Students in the institution learn to display their thoughts through different types of academic discourse, such as classroom and conference presentations, assignments, and dissertations. In this way, they acquire social practice in the different academic fields, get to the heart of the academic enterprise, and finally become a member of a social group.

Discourse conventions in a particular academic field are shaped by the ways of thinking of community members and the values they believe in. Written works and speeches are widely accepted if they are composed and delivered in a suitable way in terms of discourse conventions. The recognition of a publication from an academic community is regarded as the accomplishment of one's academic life and the realization of academic discourse. It is highly motivating when one's published paper was cited or further developed by community members because it is evidence of acceptance. In order to get a reputation of the academic community, people make some contributions through publication to receive compliments.

== Popularity of academic discourse ==
From the mid-1960s, the issues of academic discourse have caught researchers’ and scholars’ eyes and grown massively. The first reason why academic discourse has become popular is because the number of students in higher education has dramatically increased, resulting in greater diversity of students.

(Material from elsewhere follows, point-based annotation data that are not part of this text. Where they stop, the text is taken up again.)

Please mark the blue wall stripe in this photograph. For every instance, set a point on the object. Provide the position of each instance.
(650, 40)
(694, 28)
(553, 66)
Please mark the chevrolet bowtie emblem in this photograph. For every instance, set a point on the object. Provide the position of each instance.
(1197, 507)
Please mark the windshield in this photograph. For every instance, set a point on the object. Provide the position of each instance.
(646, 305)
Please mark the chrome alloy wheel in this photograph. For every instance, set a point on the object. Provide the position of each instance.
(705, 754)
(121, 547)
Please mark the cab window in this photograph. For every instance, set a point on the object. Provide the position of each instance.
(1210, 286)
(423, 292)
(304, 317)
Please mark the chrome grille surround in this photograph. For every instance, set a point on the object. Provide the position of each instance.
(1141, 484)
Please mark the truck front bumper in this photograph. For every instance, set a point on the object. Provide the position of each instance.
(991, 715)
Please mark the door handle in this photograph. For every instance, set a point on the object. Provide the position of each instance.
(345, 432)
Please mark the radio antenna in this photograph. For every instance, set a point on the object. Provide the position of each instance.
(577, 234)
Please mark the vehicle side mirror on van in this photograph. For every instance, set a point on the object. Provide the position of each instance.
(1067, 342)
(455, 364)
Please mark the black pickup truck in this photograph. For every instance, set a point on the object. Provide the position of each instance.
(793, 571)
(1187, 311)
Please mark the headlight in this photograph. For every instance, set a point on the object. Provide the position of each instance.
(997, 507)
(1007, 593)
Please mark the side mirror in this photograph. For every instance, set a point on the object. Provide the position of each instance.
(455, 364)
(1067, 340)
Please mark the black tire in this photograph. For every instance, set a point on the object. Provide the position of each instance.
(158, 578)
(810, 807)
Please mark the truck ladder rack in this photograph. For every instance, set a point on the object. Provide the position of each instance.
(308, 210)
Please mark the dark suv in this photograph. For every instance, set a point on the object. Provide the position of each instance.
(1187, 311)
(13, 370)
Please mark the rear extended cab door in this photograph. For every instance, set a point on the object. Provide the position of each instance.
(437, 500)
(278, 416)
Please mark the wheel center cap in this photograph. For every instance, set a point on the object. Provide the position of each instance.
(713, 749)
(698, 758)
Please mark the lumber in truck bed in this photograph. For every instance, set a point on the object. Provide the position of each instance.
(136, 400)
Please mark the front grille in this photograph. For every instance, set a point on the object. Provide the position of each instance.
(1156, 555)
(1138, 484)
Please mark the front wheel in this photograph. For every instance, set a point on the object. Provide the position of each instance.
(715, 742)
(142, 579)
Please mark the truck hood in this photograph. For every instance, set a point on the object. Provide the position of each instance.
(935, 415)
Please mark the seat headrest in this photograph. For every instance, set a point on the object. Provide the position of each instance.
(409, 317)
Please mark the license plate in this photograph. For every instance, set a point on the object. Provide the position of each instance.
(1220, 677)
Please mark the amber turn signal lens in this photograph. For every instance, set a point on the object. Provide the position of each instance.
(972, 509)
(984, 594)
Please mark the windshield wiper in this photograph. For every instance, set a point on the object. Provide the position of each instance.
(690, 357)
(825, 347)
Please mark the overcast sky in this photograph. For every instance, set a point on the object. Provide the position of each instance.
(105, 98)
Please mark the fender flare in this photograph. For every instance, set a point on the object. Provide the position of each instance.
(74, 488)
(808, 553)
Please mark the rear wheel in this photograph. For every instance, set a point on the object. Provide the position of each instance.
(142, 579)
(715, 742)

“This more culturally, socially and linguistically heterogeneous student population means that learners bring different identities, understandings and habits of meaning-making to a more diverse range of subjects.” Therefore, it leads to the problem that it is more difficult for teachers to know whether students acquire the required ability of the principle or not. With the popularity of the concept of academic discourse, teachers can clearly define students’ learning achievement through their performance on different types of academic discourse.

The second reason concerns the transformation of education system. Nowadays, schools do not solely rely on government funding; instead, students’ fees are thought of as a major source of income. Universities are more competitive because students as customers choose prestigious schools which are highly evaluated on the aspect of academic discourse, including the publication of dissertations and lectures in conferences.

The last reason, and also the most important factor affecting the development of academic discourse is the spread of English. English becomes a lingua franca for oral and written communication. Even academic journals, as a representative type of academic discourse, are most in English. Moreover, “the global status of English has come to influence both the lives of scholars throughout the globe and the production and exchange of academic knowledge in the twenty-first century.” As a result, the learning of academic discourse is especially meaningful for second language learners.

Novice learners first enter into legitimate peripheral participation and then move to the center of the academic community. That is, beginners first acquire the conventions of academic discourse peripherally and imitate discourse activities from experienced learners or experts. After a period of time, learners can also complete academic oral presentations and academic essays, and in the end, the publication of dissertations and participation in international conferences just as what former experts do in the academic community.

Students in the institution learn to display their thoughts through different types of academic discourse, such as classroom and conference presentations, assignments, and dissertations. In this way, they acquire social practice in the different academic fields, get to the heart of the academic enterprise, and finally become a member of a social group, which can be seen as a process of academic discourse socialization.